Pillars is a four-movement suite inspired by the book “Hope for the Flowers.” Scored for alto saxophone and multi-percussion, the work will be appreciated by a wide variety of audiences, including children’s concerts and student/professional recitals.
Pillars is inspired by the book Hope for the Flowers by Trina Paulus. This is the story of Stripe and Yellow, two caterpillars whose actions represent the need to change and grow to become who they were created to be. The composition consists of four movements, representing four of main themes of the book. Pillars was commissioned by the LYNX Duo.

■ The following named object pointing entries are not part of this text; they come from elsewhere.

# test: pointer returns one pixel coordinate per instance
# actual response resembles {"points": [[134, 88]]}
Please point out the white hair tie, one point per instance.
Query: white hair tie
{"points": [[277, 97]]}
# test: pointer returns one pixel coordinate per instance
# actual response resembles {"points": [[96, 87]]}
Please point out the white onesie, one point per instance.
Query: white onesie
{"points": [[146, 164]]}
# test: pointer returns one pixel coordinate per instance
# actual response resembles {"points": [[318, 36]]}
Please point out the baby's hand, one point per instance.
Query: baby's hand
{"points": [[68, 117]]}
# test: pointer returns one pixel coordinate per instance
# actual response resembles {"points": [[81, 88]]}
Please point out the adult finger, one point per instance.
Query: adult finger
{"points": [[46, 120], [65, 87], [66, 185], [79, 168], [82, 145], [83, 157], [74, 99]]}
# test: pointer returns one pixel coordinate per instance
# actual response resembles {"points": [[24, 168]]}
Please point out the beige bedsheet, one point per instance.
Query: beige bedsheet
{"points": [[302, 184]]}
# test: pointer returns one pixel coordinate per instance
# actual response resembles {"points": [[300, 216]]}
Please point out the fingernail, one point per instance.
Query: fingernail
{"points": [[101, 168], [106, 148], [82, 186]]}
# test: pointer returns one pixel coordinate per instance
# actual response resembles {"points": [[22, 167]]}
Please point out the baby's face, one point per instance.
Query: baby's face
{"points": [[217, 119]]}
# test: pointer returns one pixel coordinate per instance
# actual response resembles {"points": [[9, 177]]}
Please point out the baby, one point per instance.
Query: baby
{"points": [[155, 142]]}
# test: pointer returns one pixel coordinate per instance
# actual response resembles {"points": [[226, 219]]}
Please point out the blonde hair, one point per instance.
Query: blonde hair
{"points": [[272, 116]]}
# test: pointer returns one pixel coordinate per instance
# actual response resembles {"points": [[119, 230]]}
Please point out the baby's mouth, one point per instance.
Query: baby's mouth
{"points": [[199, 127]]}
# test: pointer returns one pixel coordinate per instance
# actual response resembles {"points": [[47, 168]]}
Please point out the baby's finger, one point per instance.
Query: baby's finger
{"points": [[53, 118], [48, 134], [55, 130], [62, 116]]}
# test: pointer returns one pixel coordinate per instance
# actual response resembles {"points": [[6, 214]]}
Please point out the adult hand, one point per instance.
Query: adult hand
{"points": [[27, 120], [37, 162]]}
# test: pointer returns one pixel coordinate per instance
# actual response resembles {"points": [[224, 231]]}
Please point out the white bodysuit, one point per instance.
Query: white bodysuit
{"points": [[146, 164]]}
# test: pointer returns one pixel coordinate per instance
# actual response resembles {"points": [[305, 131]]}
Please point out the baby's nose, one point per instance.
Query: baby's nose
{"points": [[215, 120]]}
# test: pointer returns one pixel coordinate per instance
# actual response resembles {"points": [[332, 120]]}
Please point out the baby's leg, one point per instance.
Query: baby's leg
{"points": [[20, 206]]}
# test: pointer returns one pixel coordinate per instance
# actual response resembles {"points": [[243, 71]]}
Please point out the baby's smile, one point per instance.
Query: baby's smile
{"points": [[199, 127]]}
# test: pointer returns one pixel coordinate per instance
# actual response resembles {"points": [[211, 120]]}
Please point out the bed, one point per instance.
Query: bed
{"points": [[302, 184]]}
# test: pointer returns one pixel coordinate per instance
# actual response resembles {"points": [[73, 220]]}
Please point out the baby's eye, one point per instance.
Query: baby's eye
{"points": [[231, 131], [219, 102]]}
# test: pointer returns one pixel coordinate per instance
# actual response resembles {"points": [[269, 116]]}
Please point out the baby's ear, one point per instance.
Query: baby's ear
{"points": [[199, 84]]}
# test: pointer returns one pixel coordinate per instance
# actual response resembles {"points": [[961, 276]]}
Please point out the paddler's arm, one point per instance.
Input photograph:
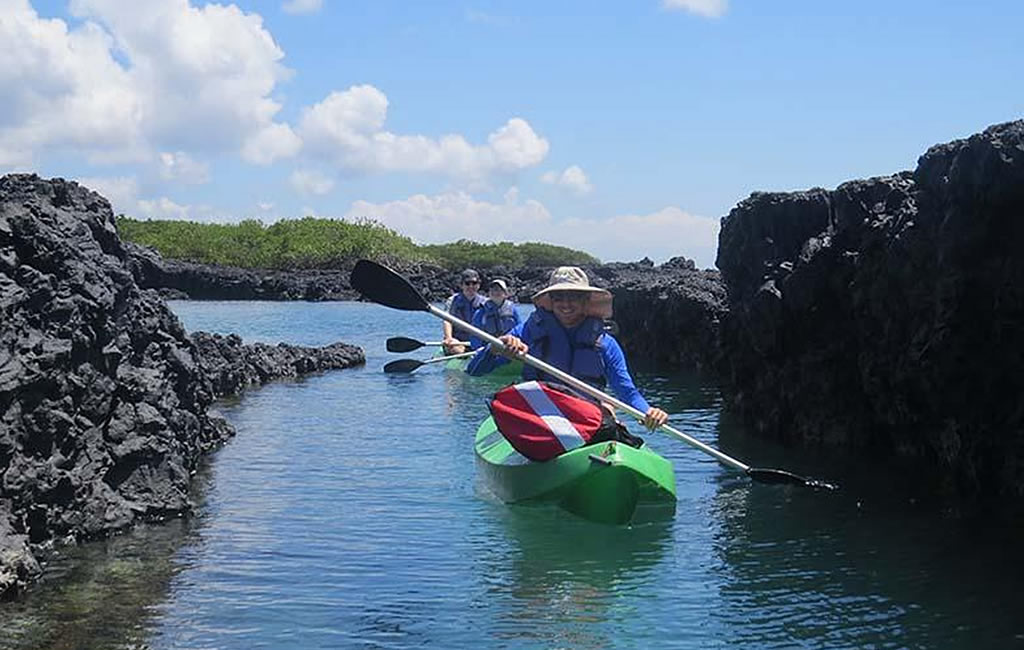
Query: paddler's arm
{"points": [[485, 360], [621, 382]]}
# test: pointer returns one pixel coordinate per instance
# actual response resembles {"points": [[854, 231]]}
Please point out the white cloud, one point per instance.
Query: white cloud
{"points": [[659, 235], [133, 79], [451, 216], [123, 192], [455, 215], [307, 181], [269, 143], [709, 8], [162, 208], [181, 167], [302, 6], [347, 127], [572, 179]]}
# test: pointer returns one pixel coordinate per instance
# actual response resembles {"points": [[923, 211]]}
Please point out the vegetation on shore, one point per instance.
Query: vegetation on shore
{"points": [[314, 243]]}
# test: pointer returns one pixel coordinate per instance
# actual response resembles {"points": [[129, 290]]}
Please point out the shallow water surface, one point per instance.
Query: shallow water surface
{"points": [[347, 513]]}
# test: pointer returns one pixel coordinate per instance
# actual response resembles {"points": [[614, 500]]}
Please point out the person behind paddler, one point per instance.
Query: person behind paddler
{"points": [[567, 331], [499, 313], [462, 305]]}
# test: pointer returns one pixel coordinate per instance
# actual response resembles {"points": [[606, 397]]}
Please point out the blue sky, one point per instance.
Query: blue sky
{"points": [[625, 128]]}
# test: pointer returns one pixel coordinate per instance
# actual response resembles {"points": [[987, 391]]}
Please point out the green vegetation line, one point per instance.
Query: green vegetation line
{"points": [[312, 243]]}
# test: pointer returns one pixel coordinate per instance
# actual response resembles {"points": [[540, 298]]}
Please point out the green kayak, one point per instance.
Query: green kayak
{"points": [[607, 482], [512, 369]]}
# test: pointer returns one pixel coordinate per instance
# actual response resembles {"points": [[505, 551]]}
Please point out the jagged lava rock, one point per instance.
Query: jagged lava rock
{"points": [[889, 313]]}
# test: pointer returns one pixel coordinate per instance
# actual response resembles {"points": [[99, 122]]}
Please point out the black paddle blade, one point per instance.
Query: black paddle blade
{"points": [[781, 476], [401, 344], [381, 285], [402, 365]]}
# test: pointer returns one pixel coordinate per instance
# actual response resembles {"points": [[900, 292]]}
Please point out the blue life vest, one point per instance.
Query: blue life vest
{"points": [[498, 320], [580, 357], [462, 308]]}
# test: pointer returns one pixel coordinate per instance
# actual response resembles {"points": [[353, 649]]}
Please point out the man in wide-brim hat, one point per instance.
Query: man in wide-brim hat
{"points": [[567, 331]]}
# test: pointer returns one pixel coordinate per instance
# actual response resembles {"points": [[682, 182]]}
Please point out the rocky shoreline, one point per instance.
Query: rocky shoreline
{"points": [[885, 316], [669, 314], [888, 315], [105, 402]]}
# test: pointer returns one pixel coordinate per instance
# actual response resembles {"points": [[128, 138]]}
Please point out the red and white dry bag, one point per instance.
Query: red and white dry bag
{"points": [[541, 421]]}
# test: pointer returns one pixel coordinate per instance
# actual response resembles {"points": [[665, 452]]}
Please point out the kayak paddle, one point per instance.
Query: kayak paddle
{"points": [[387, 288], [408, 365], [401, 344]]}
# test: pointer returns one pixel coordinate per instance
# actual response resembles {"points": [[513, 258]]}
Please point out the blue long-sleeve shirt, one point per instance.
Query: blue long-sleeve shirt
{"points": [[478, 316], [615, 371]]}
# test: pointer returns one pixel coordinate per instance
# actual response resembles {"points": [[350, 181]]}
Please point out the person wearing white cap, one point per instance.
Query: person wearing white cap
{"points": [[498, 315], [462, 305], [566, 331]]}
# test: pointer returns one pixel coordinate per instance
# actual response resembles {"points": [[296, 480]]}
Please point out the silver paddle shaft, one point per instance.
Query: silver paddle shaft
{"points": [[584, 387]]}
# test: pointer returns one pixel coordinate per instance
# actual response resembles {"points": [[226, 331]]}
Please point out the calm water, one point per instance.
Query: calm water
{"points": [[347, 513]]}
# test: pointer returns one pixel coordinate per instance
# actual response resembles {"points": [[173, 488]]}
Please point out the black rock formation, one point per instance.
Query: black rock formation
{"points": [[232, 366], [103, 397], [102, 405], [669, 315], [889, 313]]}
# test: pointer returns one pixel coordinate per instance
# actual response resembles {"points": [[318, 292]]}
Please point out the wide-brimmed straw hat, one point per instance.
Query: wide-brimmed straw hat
{"points": [[573, 278]]}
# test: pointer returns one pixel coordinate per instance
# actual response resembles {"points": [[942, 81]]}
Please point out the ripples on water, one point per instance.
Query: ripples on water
{"points": [[347, 513]]}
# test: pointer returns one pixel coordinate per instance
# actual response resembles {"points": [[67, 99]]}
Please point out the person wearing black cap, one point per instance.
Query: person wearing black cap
{"points": [[498, 314], [462, 305]]}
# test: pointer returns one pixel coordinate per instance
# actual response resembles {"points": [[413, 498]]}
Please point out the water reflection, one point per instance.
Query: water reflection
{"points": [[562, 581], [864, 567]]}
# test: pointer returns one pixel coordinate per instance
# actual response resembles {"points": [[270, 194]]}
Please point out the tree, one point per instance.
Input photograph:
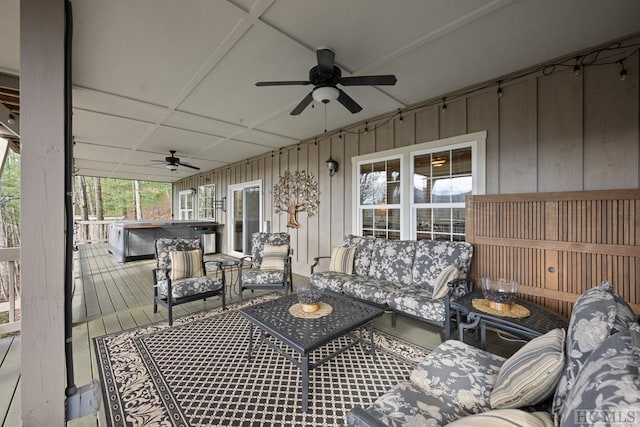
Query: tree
{"points": [[296, 192], [136, 195], [99, 203]]}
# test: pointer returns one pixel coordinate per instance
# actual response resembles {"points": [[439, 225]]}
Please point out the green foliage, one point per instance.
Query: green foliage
{"points": [[118, 199], [10, 200]]}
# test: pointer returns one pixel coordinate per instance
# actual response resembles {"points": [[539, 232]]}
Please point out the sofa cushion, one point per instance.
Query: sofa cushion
{"points": [[364, 249], [434, 256], [259, 276], [392, 260], [258, 242], [186, 264], [596, 314], [608, 384], [376, 291], [407, 405], [460, 375], [188, 287], [417, 302], [342, 259], [330, 280], [505, 418], [449, 273], [531, 374], [273, 257]]}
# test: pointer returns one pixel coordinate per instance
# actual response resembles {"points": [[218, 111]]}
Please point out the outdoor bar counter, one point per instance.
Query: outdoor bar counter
{"points": [[133, 240]]}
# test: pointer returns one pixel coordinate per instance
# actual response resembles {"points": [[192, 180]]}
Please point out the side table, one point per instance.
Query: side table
{"points": [[228, 265], [539, 322]]}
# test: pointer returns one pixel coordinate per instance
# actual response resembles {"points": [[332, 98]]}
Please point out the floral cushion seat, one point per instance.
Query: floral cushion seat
{"points": [[376, 291], [453, 381], [330, 280], [265, 277], [419, 303]]}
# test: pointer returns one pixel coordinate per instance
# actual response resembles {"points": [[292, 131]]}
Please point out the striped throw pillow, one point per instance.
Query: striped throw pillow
{"points": [[273, 257], [440, 287], [531, 374], [342, 259], [505, 418], [186, 264]]}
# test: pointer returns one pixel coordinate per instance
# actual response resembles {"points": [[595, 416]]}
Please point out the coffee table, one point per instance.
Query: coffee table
{"points": [[539, 322], [304, 336]]}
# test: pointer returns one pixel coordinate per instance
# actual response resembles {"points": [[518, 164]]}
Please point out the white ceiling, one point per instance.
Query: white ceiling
{"points": [[155, 75]]}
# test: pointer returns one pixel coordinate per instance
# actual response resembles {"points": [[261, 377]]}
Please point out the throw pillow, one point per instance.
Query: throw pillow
{"points": [[505, 418], [449, 273], [273, 257], [342, 259], [608, 385], [531, 374], [186, 264]]}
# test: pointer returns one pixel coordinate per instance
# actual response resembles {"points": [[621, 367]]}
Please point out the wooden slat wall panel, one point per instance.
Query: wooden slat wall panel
{"points": [[546, 133], [558, 243]]}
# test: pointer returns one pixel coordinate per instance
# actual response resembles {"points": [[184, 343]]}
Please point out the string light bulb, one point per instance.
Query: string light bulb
{"points": [[623, 71], [577, 69]]}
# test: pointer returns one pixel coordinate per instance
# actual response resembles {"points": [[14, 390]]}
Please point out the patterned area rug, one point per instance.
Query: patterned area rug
{"points": [[197, 374]]}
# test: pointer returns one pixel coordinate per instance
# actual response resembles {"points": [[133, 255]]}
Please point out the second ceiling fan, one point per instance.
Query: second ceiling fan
{"points": [[325, 77]]}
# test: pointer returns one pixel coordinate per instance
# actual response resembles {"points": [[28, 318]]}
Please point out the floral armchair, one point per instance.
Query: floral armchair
{"points": [[181, 276], [270, 263]]}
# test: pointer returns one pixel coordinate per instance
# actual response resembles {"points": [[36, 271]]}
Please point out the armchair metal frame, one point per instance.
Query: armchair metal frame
{"points": [[169, 301]]}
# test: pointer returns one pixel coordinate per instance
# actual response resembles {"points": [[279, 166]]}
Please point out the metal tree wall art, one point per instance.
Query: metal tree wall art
{"points": [[296, 192]]}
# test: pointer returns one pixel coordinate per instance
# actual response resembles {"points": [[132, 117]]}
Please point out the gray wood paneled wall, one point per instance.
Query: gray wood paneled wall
{"points": [[559, 132]]}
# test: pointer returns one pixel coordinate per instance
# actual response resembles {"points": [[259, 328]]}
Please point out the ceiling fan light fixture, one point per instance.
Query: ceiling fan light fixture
{"points": [[325, 94]]}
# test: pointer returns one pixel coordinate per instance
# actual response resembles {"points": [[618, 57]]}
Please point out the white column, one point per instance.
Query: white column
{"points": [[42, 197]]}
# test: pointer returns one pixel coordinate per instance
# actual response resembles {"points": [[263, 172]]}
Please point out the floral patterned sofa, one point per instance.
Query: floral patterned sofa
{"points": [[399, 275], [590, 377]]}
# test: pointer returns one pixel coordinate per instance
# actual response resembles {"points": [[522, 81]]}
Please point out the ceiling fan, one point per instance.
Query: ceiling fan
{"points": [[325, 77], [172, 162]]}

Stripe, the caterpillar, is born. His existence is very tranquil, but a bit dull. He lives to crawl and eat. He begins to think “There must be more to life.” He crawls down from his tree and explores a bit. He meets other caterpillars, but their life is the same as his. The mood of the music here is quite tranquil but uneasy.
Stripe follows some other caterpillars to the “Caterpillar Pillar” (from which this composition takes its title), a squirming mass of caterpillars climbing into the clouds. The mood here is somewhat tense (almost violent) to represent the pushing and shoving of the climb as all of the other climbers become threats or obstacles. Stripe and Yellow meet and decide the climb is not worth the anguish. This is represented by the saxophone and percussion ﬁnally “meeting” in the ﬁnal measures of the movement.
Stripe decides he cannot go on without knowing what is at the top of the pillar, and leaves Yellow for his attempt. Yellow knows that she also feels unfulﬁlled, but decides to transform into the (to her) unknown form of a butterﬂy. The movement is notable for the use of whole tone scales to signify the transformation.
This movement represents the joyous ﬂight of the new butterﬂy (Yellow). This movement also contains a somber element (the “hope” theme in the marimba), representing the pleading by Yellow for Stripe to be brave enough to change to a butterﬂy. The movement ends in a joyous manner, and is marked by alternation of the ﬂying theme with the hope theme. The phrasing is somewhat uneven, implying an unpredictable ﬂight that is affected by the wind.
• The resonant metals are left to the discretion of the performers.
• If the motor is used on vibraphone (optional), the speed should be set to medium slow.